The African pension funds for instance, Ms Nwabufo said, are sitting on billions of dollars which are most of the times being invested outside Africa that if Africa had bankable projects, they can through the private equity funds place the money into the projects. The government, she said, should set up public private partnership platforms where this money can be invested.
Agreeing with the sentiments of the Ms Nwafubo, Dr Abraham Mwenda, RDGE lead economist said that Africa cannot grow without borrowing but stressed the need for public private sector partnership and improved revenue collection
“There is the dire need to address infrastructure, transport, energy ICT, water and sanitation. Therefore African countries need to put forward strategies to diversify sources of finance and this calls for innovation and strong public private sector partnerships,” he said
The regional GDP growth rates have however not translated into improved living standards for the masses of E.A. The report says poverty, inequality, and unemployment remain high.
“Poverty remains high as population living at $1.90 a day PPP ranges between 17.7% and 60.4% with the exception of Seychelles (1.1%). The structural transformation has been low as industry contributes about 18% to GDP compared to 54.5% and 27.5% for services and agriculture” the report says.

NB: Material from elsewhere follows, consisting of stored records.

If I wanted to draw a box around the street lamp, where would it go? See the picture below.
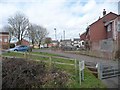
[63,30,65,40]
[54,28,57,40]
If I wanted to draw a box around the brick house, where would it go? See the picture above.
[80,10,120,59]
[87,11,118,50]
[103,15,120,59]
[10,37,30,46]
[50,40,59,47]
[80,32,86,48]
[21,39,29,46]
[60,39,72,47]
[72,38,81,48]
[0,32,9,49]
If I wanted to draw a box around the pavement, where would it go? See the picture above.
[33,48,119,88]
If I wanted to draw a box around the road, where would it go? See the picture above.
[33,49,118,67]
[33,48,119,88]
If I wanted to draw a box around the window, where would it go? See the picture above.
[0,38,2,42]
[118,22,120,32]
[82,42,84,45]
[4,38,8,42]
[107,24,112,32]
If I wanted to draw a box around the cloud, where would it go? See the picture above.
[0,0,119,40]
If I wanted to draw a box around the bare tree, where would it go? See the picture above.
[35,25,48,48]
[27,23,37,47]
[45,37,52,48]
[8,12,29,45]
[27,24,48,48]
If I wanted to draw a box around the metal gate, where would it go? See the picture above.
[97,63,120,79]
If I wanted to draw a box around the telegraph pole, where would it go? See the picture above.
[54,28,57,40]
[63,30,65,40]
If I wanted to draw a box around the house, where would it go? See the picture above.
[80,32,86,48]
[60,39,72,47]
[72,38,81,48]
[10,37,30,46]
[80,9,120,59]
[44,37,52,48]
[102,15,120,58]
[87,10,118,51]
[50,40,59,47]
[21,39,30,46]
[0,32,9,49]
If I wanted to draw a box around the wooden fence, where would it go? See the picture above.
[2,52,85,85]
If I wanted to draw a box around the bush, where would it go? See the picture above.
[2,57,69,88]
[10,43,15,48]
[115,50,120,59]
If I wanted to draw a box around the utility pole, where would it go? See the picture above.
[63,30,65,40]
[54,28,57,40]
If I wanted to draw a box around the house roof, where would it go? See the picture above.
[61,39,71,42]
[80,32,86,40]
[73,38,80,41]
[22,39,29,43]
[89,12,118,27]
[52,40,58,43]
[0,32,9,34]
[10,37,30,43]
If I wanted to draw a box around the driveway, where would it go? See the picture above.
[33,48,119,88]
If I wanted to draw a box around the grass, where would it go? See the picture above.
[32,52,62,57]
[1,51,106,88]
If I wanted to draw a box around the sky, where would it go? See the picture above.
[0,0,119,41]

The report however recommends various policies for which the region, depending on country context must adopt to promote the macroeconomic stability. These include strengthening formulation and implementation of sound fiscal, monetary, foreign exchange and financial policies, improving national planning, budgeting, net foreign reserves and debt management to reduce risk of debt distress, improving domestic resource management through rigorous collection of taxes and well targeted subsidies and strengthening public institutional and human capacity to formulate sound policies, knowledge, advisory services and technical assistance and deliver quality social services.
The report recommends for the region to address binding hard economic infrastructure constraints including industrial infrastructure like special economic zones, industrial parks and soft infrastructure, accelerate diversification of and attract more private funds for infrastructure projects, improve risk management and improve access to finance for underserved sectors, address skills gaps via TVET programs and capitalize on growing domestic and regional markets and global value-chains.
The report decried manufacturing as continuing to contribute limited role in economic transformation of the region with its value add averaging only 7.5% of the GDP for seven countries studied.
The region can however unlock diversification of its manufacturing sector through implementing certain policies and interventions according to the report. These include stable exchange rates, removing barriers to business investment and trade and high quality but affordable energy and ICT and improving access to financial services for example risky financial capital for growth –venture funds among others.
The study looked at seven countries in the East African region including Burundi, Ethiopia, Kenya, Rwanda, Seychelles, Tanzania, and Uganda.